Can restart services or the entire system if needed to fix issues.
Frees up disk space by removing unnecessary files.
Reasoning
Purpose: Provides various logical reasoning strategies to support decision-making.
Functions:
Uses different types of reasoning like deductive (specific conclusions from general premises), inductive (general conclusions from specific observations), and more.
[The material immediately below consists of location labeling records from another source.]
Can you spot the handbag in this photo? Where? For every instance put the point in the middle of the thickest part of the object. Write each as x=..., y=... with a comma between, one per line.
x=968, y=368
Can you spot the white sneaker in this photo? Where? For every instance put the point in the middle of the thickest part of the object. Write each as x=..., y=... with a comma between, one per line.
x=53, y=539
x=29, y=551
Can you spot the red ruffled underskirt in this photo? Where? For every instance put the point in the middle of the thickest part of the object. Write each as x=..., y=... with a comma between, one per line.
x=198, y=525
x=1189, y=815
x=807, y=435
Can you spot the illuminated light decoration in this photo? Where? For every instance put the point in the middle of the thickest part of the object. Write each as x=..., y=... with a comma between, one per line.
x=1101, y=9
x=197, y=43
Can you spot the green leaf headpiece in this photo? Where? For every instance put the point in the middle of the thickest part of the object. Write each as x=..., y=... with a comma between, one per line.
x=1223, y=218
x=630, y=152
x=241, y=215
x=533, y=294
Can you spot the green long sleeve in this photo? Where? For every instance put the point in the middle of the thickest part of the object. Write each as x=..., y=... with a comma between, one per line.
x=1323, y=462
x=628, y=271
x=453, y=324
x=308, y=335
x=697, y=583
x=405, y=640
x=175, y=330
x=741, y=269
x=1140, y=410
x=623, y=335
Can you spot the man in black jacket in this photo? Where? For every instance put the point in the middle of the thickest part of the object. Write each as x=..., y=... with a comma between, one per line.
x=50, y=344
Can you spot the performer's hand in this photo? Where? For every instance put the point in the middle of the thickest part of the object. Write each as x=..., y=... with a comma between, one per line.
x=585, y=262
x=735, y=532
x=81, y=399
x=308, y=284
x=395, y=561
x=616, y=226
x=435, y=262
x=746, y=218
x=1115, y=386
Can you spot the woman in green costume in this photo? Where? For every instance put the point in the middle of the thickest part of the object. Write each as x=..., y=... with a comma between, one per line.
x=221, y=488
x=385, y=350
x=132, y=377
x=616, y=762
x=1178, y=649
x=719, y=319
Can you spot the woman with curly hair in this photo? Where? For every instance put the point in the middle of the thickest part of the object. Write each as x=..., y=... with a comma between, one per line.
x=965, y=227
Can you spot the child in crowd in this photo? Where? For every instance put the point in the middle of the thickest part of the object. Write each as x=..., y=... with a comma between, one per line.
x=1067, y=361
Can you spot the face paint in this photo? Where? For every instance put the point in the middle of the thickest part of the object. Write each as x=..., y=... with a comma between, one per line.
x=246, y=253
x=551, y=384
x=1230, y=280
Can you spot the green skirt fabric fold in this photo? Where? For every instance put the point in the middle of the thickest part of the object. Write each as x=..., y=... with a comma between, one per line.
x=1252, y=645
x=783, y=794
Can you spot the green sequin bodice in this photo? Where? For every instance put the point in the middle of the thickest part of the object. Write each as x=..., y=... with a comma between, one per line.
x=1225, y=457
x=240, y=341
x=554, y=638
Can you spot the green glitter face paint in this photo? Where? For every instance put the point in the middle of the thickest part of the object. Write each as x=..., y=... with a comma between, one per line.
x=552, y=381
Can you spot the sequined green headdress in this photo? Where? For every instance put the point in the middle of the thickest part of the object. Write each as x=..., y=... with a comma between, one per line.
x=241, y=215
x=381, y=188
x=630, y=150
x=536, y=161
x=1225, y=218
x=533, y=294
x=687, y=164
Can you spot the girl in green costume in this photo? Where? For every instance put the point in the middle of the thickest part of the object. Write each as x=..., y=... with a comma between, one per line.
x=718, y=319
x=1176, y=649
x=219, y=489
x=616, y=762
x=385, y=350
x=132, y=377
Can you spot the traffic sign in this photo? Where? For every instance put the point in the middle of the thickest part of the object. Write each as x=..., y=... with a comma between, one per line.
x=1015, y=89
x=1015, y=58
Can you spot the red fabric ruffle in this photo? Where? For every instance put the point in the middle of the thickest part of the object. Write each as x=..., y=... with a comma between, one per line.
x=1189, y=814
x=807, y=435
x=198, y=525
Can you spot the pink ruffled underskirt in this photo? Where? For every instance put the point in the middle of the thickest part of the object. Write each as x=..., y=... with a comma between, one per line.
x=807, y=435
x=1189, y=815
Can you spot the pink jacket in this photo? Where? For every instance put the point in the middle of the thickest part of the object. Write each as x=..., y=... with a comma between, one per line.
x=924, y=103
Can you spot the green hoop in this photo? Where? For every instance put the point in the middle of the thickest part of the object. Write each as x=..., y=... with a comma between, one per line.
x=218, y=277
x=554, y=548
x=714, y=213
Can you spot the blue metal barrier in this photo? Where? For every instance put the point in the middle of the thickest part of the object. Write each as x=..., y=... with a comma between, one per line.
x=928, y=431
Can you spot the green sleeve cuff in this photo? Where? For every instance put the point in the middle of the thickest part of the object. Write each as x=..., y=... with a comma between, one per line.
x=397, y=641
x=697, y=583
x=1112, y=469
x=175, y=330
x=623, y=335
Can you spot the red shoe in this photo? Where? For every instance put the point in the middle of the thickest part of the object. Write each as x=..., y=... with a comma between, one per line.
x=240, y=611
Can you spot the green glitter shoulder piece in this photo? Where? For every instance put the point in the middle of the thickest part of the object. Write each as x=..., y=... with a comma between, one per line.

Helps the AI make informed decisions based on logic and evidence.
LogicTables
Purpose: Manages logical variables and expressions to support reasoning
Functions:
Adds and manages logical statements
Generates truth tables to evaluate the validity of logical expressions
Stores valid conclusions for future reference
SimpleMind
Purpose: A minimalistic neural network designed for learning and long-term memory
Functions:
Configurable neural network that can be trained on new data
Uses JAX for efficient mathematical computations
Supports parallel training to speed up the learning process
Coach
Purpose: Trains the SimpleMind neural network using stored beliefs
Functions:
Loads and preprocesses beliefs from memory
Trains the neural network and saves the model for future use
Logs training sessions and results for transparency
Integration
The ezAGI project integrates all agent creation components using MASTERMIND orchestrator ensuring seamless integration with ezAGI. Here’s how it works:
Initialization: MASTERMIND sets up the system and builds agents using SimpleCoder
Execution: Agents perform tasks such as writing code or making logical decisions
Monitoring: The system’s health is continuously checked, and self-repair actions are taken if necessary
Learning: The SimpleMind neural network is trained on stored data to improve its performance over time
Decision-Making: Using logical reasoning and validated truths, the AI system makes informed decisions
ezAGI is a comprehensive Augmented Intelligence framework capable of reasoning, decision-making, self-healing, and learning capabilities providing an advanced and autonomous system. easyAGI is designed to simulate human-like intelligence and operate reliably, making it a powerful tool for various applications.